The iPhone 8 costs £699 with 64GB of storage, or £849 with 256GB.
The Galaxy S8 costs £689. It always comes with 64GB of storage (although remember you can supplement this with removable storage).
Alternatively, take a look at our roundup of the best Samsung Galaxy S8 deals.
This is a tough comparison for Apple.
The S8 has a much bigger screen (5.8 in to 4.7in) in a body that's only a little bulkier (10mm longer, 1mm wider, 7g heavier) because it has far thinner bezels; that screen also includes a built-in Home button and a massively higher pixel density.
The S8 is slightly more water-resistant and has a more modern-looking design; it comes with a bigger battery, and a slightly higher-rated rear-facing camera.
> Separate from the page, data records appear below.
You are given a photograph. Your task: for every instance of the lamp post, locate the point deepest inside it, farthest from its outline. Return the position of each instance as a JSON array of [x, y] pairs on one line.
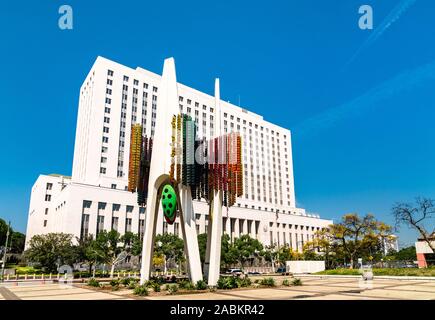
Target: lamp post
[[159, 244], [5, 251]]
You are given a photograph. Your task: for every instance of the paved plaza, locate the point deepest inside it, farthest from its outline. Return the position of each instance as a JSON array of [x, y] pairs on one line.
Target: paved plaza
[[312, 288]]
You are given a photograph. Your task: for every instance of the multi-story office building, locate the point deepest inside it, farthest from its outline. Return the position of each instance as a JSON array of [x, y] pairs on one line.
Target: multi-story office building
[[113, 97]]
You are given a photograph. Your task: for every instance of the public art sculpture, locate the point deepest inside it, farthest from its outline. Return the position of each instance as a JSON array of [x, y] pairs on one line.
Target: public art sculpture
[[175, 167]]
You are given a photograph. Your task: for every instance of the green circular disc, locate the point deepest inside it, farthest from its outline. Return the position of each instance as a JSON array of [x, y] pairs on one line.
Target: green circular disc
[[169, 201]]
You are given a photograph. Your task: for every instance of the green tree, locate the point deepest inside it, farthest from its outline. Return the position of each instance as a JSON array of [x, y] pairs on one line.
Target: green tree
[[419, 216], [228, 252], [202, 244], [108, 247], [16, 242], [404, 254], [354, 233], [51, 250], [246, 248], [3, 232]]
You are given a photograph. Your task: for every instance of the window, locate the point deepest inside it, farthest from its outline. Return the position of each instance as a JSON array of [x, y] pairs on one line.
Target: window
[[100, 224], [115, 223], [176, 229], [141, 228], [128, 225]]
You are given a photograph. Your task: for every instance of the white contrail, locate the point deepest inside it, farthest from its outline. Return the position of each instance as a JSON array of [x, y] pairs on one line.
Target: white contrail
[[389, 88], [392, 17]]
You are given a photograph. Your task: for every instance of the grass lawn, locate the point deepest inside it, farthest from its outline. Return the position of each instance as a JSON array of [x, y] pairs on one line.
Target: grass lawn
[[25, 270], [428, 272]]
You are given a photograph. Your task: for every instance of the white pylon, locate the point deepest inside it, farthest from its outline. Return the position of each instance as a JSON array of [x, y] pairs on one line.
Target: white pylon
[[159, 169], [214, 232]]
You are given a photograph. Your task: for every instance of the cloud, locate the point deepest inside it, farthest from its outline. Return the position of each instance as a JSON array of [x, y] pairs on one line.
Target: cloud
[[389, 88], [392, 17]]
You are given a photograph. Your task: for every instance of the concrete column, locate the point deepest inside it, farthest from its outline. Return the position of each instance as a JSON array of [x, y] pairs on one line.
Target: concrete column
[[237, 228], [93, 212], [215, 239], [188, 228]]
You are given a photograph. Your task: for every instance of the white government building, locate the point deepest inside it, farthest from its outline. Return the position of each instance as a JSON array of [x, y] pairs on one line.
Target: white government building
[[94, 198]]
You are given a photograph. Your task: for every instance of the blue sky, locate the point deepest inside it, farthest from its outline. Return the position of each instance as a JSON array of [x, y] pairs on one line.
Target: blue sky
[[362, 131]]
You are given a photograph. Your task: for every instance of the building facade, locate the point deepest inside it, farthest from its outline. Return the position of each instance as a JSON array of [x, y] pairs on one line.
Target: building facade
[[113, 97]]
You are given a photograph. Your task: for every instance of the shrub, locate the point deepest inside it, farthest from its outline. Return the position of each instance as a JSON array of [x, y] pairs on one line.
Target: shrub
[[243, 283], [268, 282], [186, 285], [93, 283], [227, 283], [141, 290], [201, 285], [297, 282], [132, 284], [173, 288], [156, 287]]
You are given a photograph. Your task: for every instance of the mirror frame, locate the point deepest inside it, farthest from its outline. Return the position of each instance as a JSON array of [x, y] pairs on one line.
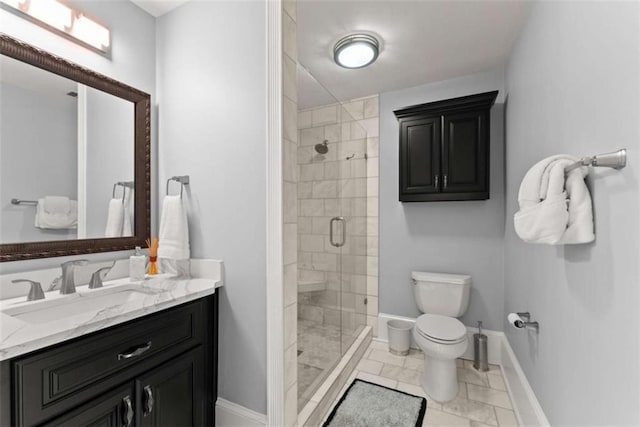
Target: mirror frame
[[32, 55]]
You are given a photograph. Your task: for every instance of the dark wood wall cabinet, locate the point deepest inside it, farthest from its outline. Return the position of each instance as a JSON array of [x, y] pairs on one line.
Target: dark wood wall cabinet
[[159, 370], [444, 149]]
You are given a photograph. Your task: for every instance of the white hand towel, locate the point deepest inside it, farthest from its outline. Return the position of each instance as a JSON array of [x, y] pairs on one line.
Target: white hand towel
[[173, 239], [61, 213], [115, 218], [127, 224], [57, 205], [547, 213]]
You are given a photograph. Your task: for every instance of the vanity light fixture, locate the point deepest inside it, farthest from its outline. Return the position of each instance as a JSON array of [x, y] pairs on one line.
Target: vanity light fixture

Some will also be swayed by Samsung's inclusion of a headphone port and an SD storage slot.
Set against this, the iPhone 8 has a few strong features up its own sleeve, such as 3D Touch and Live Photos, and iOS is widely believed to be a more user-friendly and secure operating system.
But this comparison illustrates the problem with Apple's new generation of phones: the iPhone 8 and 8 Plus haven't got the specs, features and modern design to match the flagship Android phones they're priced against (these two handsets are £10 apart for equivalent storage allocations), while the iPhone X, which has got all of those things, is too expensive to compete on value for money.